First, you could try:

```datadif = diff([0; data]);
```

then search for the minimum using 'find'. It should correspond to the minimum, at least in this section of your data, so

```mindif = find(datadif <= min(datadif));
```

should find its index. (The initial zero in the 'diff' argument corrects for the index offset 'diff' creates and makes the 'datadif' indices comparable to those in 'data'.) An alternative is 'findpeaks' with two output arguments, the second being the indices of the peaks. You will need to play with the options to find the peak just before the sharp drop, rather than everything 'findpeaks' might consider a peak.
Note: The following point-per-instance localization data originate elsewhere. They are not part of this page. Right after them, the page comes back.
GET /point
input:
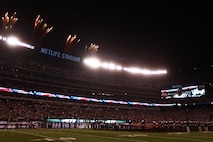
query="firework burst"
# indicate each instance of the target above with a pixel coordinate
(9, 21)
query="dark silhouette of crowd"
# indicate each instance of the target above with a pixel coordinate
(31, 71)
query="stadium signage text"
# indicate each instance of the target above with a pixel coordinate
(59, 54)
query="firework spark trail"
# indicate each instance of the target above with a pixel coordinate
(70, 42)
(9, 22)
(93, 48)
(40, 30)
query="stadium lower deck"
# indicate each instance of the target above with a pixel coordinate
(25, 71)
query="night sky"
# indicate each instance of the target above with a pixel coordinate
(166, 35)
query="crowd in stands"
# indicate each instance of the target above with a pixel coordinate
(36, 73)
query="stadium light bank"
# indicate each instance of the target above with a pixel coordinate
(96, 63)
(13, 41)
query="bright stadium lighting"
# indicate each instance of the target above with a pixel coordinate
(13, 41)
(96, 63)
(145, 71)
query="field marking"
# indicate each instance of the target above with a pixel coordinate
(47, 138)
(101, 136)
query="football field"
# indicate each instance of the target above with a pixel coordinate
(85, 135)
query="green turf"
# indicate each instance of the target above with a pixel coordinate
(81, 135)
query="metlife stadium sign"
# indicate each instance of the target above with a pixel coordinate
(59, 54)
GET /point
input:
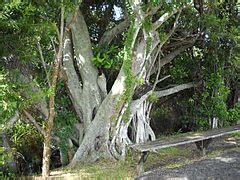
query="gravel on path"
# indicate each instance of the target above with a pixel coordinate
(224, 166)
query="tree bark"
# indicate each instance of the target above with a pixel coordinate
(49, 125)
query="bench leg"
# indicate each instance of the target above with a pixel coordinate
(142, 159)
(203, 145)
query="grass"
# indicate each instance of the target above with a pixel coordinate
(172, 157)
(236, 135)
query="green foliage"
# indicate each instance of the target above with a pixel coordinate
(23, 135)
(108, 58)
(9, 98)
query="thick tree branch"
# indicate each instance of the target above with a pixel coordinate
(40, 130)
(43, 62)
(108, 36)
(167, 16)
(173, 90)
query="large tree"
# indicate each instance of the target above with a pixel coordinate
(149, 36)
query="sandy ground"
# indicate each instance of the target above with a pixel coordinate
(226, 165)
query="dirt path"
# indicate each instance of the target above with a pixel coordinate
(223, 166)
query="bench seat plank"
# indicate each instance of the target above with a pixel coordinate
(184, 139)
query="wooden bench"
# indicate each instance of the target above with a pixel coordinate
(202, 140)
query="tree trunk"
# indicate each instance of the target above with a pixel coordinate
(49, 125)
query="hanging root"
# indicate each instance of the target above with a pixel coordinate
(141, 130)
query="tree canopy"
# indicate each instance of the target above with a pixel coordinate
(87, 78)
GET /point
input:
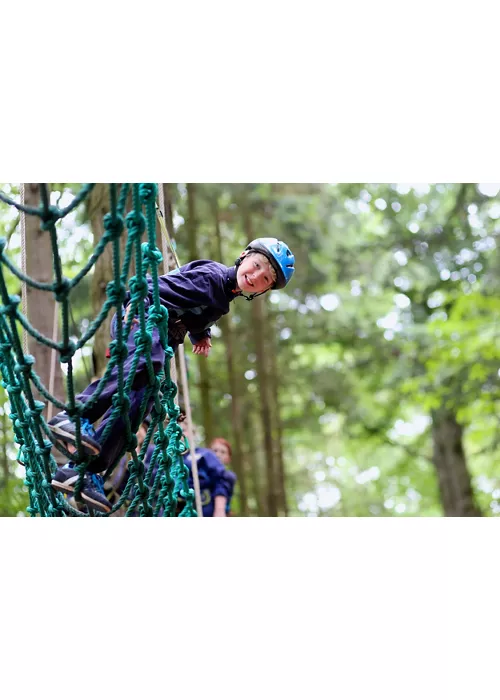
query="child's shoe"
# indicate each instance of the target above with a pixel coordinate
(63, 428)
(92, 491)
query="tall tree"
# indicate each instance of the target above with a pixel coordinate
(238, 460)
(41, 306)
(204, 372)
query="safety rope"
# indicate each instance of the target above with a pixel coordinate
(155, 491)
(181, 357)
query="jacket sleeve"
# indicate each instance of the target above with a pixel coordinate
(222, 480)
(192, 287)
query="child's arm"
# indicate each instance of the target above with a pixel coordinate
(202, 347)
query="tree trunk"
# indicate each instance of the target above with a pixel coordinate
(41, 304)
(450, 462)
(257, 477)
(276, 413)
(204, 373)
(238, 462)
(263, 382)
(97, 207)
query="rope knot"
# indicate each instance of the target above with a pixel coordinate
(148, 190)
(158, 317)
(136, 223)
(50, 217)
(62, 289)
(118, 350)
(144, 342)
(11, 307)
(68, 352)
(116, 293)
(138, 287)
(113, 226)
(25, 366)
(151, 256)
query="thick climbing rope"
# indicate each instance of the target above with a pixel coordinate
(181, 358)
(152, 491)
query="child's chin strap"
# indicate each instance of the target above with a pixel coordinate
(252, 296)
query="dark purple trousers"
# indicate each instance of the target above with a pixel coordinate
(116, 440)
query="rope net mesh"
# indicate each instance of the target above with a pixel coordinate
(154, 490)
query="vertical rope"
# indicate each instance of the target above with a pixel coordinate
(24, 287)
(182, 365)
(53, 356)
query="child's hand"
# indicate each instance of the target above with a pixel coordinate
(202, 347)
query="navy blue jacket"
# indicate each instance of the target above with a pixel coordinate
(196, 296)
(215, 479)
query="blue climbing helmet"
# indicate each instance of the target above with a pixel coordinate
(279, 255)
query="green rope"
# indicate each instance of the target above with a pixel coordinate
(143, 494)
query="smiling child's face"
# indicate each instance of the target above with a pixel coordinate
(255, 274)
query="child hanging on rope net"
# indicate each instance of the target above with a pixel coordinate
(196, 296)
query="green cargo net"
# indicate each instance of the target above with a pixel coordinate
(152, 491)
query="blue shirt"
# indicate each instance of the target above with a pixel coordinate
(215, 479)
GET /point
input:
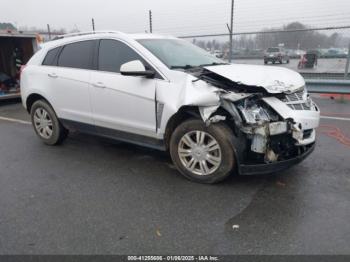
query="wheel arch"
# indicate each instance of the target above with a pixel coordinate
(187, 112)
(32, 98)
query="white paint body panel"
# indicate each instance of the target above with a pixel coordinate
(128, 104)
(124, 103)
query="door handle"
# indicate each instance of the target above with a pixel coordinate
(53, 75)
(99, 85)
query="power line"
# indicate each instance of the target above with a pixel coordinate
(269, 32)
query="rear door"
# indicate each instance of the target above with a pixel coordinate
(69, 81)
(121, 103)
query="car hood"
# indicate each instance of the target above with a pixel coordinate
(273, 79)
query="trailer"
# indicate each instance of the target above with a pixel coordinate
(16, 48)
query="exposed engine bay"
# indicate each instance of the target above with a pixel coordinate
(278, 120)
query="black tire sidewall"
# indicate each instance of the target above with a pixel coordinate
(222, 134)
(57, 129)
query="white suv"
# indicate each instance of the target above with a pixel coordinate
(215, 118)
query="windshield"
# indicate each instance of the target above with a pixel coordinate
(176, 53)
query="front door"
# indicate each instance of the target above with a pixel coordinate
(121, 103)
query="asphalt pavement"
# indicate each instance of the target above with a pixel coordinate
(93, 196)
(329, 66)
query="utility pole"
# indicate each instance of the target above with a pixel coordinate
(93, 24)
(230, 29)
(49, 31)
(150, 22)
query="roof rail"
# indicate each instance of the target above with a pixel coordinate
(85, 33)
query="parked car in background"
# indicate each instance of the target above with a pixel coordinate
(218, 54)
(213, 117)
(276, 54)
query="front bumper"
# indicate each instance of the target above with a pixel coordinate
(263, 169)
(272, 59)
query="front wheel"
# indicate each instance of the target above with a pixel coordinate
(203, 154)
(46, 124)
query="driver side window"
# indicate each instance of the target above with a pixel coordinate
(113, 54)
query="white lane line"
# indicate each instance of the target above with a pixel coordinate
(15, 120)
(335, 118)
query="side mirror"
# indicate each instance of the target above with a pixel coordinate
(135, 68)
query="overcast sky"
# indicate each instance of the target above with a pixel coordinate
(177, 17)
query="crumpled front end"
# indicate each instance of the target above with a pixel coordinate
(278, 130)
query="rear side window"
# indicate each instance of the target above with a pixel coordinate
(77, 55)
(51, 57)
(113, 54)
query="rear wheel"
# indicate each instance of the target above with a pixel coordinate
(203, 154)
(46, 124)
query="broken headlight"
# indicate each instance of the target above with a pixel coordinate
(253, 113)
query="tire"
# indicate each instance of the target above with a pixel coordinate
(218, 133)
(43, 114)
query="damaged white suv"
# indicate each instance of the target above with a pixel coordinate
(162, 92)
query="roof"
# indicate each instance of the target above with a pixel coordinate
(16, 34)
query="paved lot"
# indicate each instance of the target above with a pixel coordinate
(91, 196)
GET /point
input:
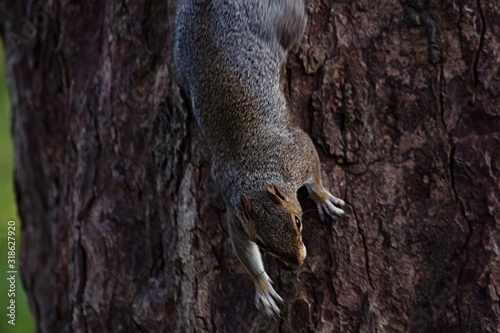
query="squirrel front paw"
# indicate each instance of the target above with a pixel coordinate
(265, 299)
(331, 207)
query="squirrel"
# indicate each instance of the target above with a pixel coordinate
(228, 55)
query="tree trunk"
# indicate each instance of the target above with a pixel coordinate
(123, 231)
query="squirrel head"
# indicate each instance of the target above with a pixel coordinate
(275, 225)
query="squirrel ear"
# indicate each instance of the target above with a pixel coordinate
(247, 205)
(276, 193)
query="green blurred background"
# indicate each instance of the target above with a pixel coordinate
(8, 211)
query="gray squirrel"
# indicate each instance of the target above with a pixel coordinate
(228, 54)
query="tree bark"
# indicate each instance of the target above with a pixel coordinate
(123, 231)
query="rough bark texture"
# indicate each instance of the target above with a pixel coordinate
(124, 232)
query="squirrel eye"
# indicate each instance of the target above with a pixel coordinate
(297, 222)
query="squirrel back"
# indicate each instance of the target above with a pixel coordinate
(229, 55)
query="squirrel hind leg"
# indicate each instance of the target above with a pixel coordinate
(266, 300)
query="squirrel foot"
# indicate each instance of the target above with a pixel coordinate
(266, 300)
(331, 207)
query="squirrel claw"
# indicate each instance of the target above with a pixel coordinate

As for the average just before the sharp drop, my suggestion would be a linear regression, perhaps 'polyfit' followed by 'polyval' on a range of data just preceding the discontinuity. (Other regression function options will provide you with confidence limits on the parameter estimates and the fit, so you will have the approximate mean as well as the 95% confidence intervals, from which you can calculate the std, since the 95% c.i. are ±1.96*std.) The average just preceding the sharp drop would be given by 'polyfit' with the x-value corresponding to the index just preceding it. The linear regression assumes the errors are normally distributed.

There may be other, better options, but this is the sort of strategy I've successfully used in the past on similar problems. It should work.

## 1 Comment

David on 30 Jun 2012

Ok, I appreciate it. I was trying to use 'findpeaks' earlier, but it's proving rather difficult to get the options just right.